The numbers of female trustees on the boards of the top 100 charities has grown by 10 per cent since 2011, so that women now occupy 34 per cent of board positions.
And the number of Charity 100 Index boards with no women on them has halved from six in 2011 to just three this year – Islamic Relief Worldwide, Leverhulme Trust and Elim Foursquare Gospel Alliance.
However, female representation among chairs of the largest charities remains stubbornly low. Just 14 of the Charity 100 Index chairs are women – a slight improvement on 12 in 2011, but a fall from 17 last year.
Nonetheless, the charity sector still outperforms the private sector on both board representation and chairs.

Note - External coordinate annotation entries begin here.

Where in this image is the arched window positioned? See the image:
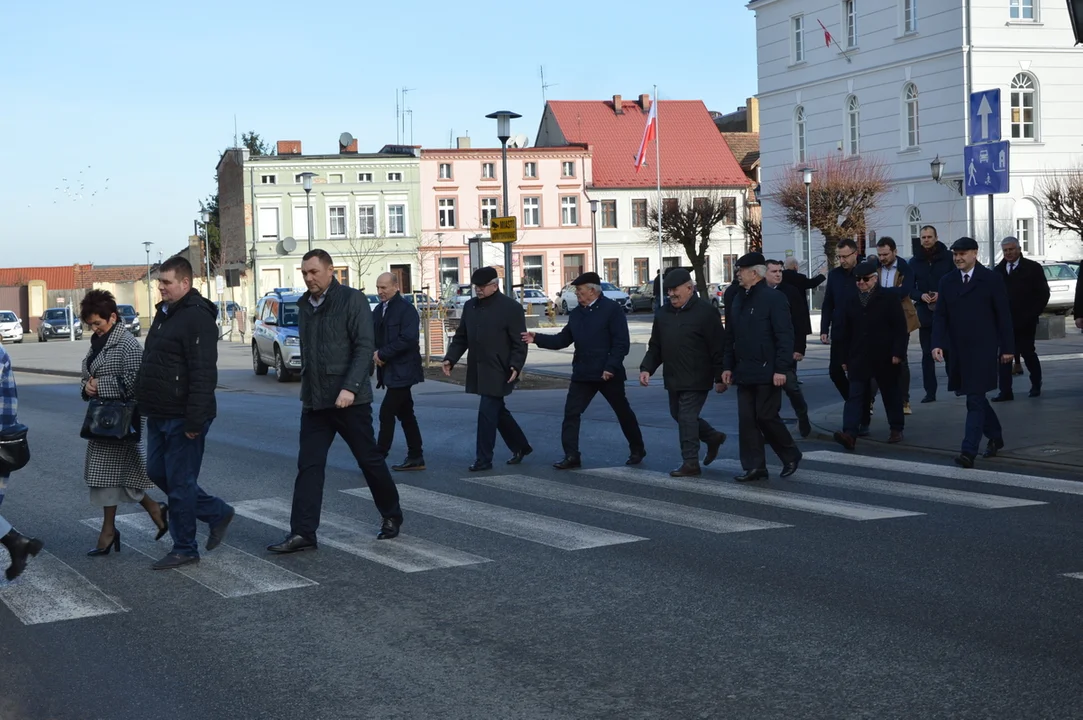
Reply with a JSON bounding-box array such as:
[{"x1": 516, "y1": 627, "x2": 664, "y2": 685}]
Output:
[
  {"x1": 902, "y1": 82, "x2": 922, "y2": 147},
  {"x1": 1012, "y1": 73, "x2": 1038, "y2": 140}
]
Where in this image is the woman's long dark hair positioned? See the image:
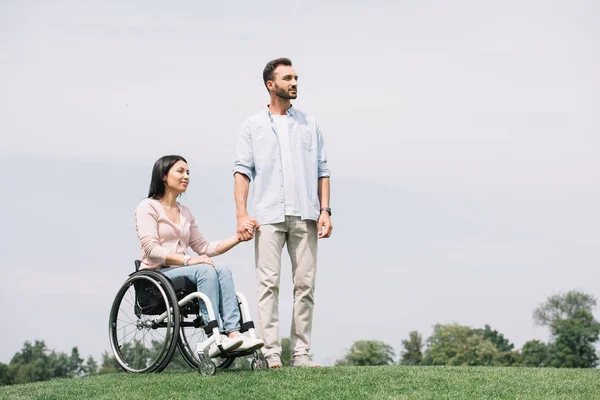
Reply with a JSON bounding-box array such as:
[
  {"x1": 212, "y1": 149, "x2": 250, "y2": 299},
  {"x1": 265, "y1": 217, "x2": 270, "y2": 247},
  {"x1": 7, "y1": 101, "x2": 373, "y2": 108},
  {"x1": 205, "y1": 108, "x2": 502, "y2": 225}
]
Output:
[{"x1": 148, "y1": 156, "x2": 187, "y2": 200}]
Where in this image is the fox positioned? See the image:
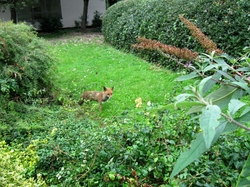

Just 17.3 per cent of board seats at FTSE 100 companies are held by women and just one of the chairs is female.
A few charities told civilsociety.co.uk that they had deliberately set out to increase the proportion of women on their boards, though all stressed that this was secondary to getting the right skill-sets. General Sir Kevin O’Donoghue, chair of SSAFA, said: “The increase of women on our board has been by design, not by accident.
“But I would not accept someone who is not of the right quality simply because they met some sort of quota.”
The government has now passed a law requiring all listed companies to declare the numbers of women on their boards, in senior management positions and in the company as a whole, from 1 October.